Rozkochiwał w sobie kobiety, później je okradał. Jednej z nich zaimponował... wojskowym mundurem

i

Autor: KPP w Wołominie zatrzymany mężczyzna

Rozkochiwał w sobie kobiety, później je okradał. Jednej z nich zaimponował... wojskowym mundurem

2021-03-22 7:35

Wykorzystywał portal społecznościowy, by poznawać kobiety. Rozkochiwał je w sobie, a później perfidnie oszukiwał i okradał. Ofiarami 48-latka były m.in. mieszkanka Lublina, a także mieszkanka podwarszawskich Marek. Gdy kobiety zorientowały się, że mężczyzna je oszukał, zgłosiły to na policję. 48-latek wpadł w ręce policji.

- Sprawa jaką pod nadzorem Prokuratury Rejonowej w Wołominie zajmowali się funkcjonariusze z komisariatu w Markach miała kilka podobnych wątków, jednak ich wspólnym mianownikiem był jeden mężczyzna i oszukane przez niego kobiety - przekazał asp. szt. Tomasz Sitek z wołomińskiej policji. Mężczyzna wszystko sobie dokładnie zaplanował. Wykorzystywał portal społecznościowy, by poznawać kobiety, z którym później się spotykał.

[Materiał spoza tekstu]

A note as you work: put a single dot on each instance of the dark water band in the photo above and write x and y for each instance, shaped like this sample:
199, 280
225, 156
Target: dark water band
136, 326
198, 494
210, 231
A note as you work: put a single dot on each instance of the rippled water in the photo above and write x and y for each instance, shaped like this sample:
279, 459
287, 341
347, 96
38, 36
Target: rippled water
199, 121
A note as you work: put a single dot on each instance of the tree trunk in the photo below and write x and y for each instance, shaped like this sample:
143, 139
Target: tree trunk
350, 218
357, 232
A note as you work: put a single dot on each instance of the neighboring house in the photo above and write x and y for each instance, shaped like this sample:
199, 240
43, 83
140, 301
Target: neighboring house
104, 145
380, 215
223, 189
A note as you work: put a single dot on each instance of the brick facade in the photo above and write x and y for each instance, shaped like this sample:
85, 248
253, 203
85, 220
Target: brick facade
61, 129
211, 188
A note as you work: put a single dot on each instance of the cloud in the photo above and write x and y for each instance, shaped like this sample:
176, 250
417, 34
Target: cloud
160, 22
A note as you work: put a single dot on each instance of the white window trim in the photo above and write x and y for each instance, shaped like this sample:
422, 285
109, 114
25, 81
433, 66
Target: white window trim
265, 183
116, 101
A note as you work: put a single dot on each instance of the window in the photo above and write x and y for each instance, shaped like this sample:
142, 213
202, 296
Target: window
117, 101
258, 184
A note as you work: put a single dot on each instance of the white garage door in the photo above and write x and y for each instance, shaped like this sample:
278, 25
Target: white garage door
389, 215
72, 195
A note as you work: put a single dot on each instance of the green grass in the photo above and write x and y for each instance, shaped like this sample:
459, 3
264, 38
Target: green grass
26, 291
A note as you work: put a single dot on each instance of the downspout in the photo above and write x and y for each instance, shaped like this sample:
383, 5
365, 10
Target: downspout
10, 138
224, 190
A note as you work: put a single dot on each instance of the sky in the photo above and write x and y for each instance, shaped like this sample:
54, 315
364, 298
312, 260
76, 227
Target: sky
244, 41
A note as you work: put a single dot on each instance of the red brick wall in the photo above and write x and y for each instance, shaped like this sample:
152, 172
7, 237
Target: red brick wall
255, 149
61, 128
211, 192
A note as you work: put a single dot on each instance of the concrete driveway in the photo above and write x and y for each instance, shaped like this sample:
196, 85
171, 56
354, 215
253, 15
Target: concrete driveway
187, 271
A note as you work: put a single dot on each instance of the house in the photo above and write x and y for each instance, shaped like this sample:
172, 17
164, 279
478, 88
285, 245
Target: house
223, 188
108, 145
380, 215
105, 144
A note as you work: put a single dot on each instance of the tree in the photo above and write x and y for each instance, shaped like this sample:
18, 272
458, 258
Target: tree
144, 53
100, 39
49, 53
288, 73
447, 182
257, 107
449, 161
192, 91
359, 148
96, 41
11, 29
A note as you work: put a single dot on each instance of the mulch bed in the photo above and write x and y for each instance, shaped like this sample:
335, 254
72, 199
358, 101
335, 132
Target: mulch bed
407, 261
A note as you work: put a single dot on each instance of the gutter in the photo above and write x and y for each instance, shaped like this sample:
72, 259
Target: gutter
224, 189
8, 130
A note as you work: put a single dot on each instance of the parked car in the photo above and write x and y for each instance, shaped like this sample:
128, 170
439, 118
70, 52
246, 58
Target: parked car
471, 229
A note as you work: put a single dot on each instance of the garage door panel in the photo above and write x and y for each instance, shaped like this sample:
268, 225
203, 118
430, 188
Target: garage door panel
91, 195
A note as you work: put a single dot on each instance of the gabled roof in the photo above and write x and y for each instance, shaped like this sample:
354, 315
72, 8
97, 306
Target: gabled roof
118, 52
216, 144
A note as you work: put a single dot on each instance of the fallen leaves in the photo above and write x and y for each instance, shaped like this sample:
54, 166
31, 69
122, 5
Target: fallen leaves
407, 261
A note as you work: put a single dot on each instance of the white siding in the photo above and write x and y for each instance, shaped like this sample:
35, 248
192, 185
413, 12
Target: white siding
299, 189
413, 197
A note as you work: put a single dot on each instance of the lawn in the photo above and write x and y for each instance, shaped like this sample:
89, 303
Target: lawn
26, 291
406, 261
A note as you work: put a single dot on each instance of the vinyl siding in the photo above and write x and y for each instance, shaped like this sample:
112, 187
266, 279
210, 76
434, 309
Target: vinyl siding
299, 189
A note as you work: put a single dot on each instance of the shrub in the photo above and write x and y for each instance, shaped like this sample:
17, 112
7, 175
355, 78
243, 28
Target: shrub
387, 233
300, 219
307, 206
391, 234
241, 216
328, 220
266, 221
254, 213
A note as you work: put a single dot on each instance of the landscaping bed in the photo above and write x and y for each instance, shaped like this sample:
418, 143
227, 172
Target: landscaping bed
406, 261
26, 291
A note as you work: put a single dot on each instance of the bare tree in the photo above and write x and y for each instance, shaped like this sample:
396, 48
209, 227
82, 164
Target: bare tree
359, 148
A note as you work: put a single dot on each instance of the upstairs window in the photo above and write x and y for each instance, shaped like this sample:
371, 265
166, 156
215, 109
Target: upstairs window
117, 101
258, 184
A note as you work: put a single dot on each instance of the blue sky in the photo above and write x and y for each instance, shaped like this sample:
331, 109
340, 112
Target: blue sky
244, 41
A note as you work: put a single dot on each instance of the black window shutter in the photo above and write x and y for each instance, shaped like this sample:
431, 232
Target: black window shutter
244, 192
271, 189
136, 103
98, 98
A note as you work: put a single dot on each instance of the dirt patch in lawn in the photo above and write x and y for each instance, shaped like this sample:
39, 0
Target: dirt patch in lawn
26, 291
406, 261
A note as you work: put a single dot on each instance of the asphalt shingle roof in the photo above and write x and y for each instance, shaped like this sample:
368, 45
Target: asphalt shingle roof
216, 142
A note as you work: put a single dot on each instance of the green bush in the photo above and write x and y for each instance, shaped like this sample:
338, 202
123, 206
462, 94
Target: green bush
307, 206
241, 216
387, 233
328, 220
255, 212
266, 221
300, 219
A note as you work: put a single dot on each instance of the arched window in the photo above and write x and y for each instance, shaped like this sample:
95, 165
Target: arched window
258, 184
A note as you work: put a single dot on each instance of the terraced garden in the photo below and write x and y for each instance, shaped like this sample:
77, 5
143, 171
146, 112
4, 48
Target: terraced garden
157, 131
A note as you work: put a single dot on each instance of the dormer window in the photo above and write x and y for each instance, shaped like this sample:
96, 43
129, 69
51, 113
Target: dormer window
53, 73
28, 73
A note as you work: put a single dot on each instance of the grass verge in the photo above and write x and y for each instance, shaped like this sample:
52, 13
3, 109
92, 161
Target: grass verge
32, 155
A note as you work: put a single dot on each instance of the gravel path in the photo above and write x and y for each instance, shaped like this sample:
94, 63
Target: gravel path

NIE PRZEGAP: Złe wieści w sprawie zdrowia Rafała Trzaskowskiego. Jego współpracownica przekazała fatalne informacje

Jedną z ofiar 48-latka była mieszkanka Lublina. Jej znajomość z mężczyzną zaczęła się w 2018 roku i trwała do stycznia 2020 roku. - W tym czasie poznany mężczyzna otrzymał od kobiety pieniądze najpierw 9,5 tys. złotych, później ponad 18 tys. złotych. W tym czasie korzystał też z laptopa należącego do kobiety oraz zgrał na zewnętrzny nośnik pamięci dane znajdujące się w komputerze. Gdy znajomość się zakończyła nie zwrócił ani pieniędzy ani laptopa - wyjaśnił asp. szt. Tomasz Sitek.

Okazała się, że jeszcze w trakcie trwania tej znajomości mężczyzna nie próżnował i jednocześnie spotykał się z mieszkanką podwarszawskich Marek, która również użyczyła mu laptopa i audi A3.

- Mężczyzna poinformował również kobietę, że jest żołnierzem i zaprosił ją na uroczystości państwowe jakie odbywały się w Warszawie. Występując w mundurze oficera Wojska Polskiego w randze pułkownika odbierał i oddawał honory wojskowe innym żołnierzom w trakcie jej trwania, jednocześnie uzyskując ich błędne przeświadczenie co do stanowiska i rangi. Swoim zachowaniem zaimponował też będącej z nim znajomej. Gdy i ta znajomość się zakończyła mężczyzna również nie zwrócił ani laptopa ani samochodu - wyjaśnił policjant.

Gdy kobiety zorientowały się, że zostały przez mężczyznę oszukane i wykorzystane, zgłosiły sprawę na policję. Kilka dni temu funkcjonariusze z komisariatu w Markach oraz wołomińskiej komendy, zatrzymali 48-latka w Warszawie w trakcie spotkania z kolejną kobietą. Mężczyzna usłyszał łącznie 8 zarzutów. Grozi mu nawet do 8 lat więzienia. - Postanowieniem sądu w Wołominie 48-latek został też tymczasowo aresztowany na okres najbliższych 2 miesięcy. Prokuratura i policjanci podejrzewają, że to nie jedyne poszkodowane kobiety - przekazał asp. szt. Tomasz Sitek.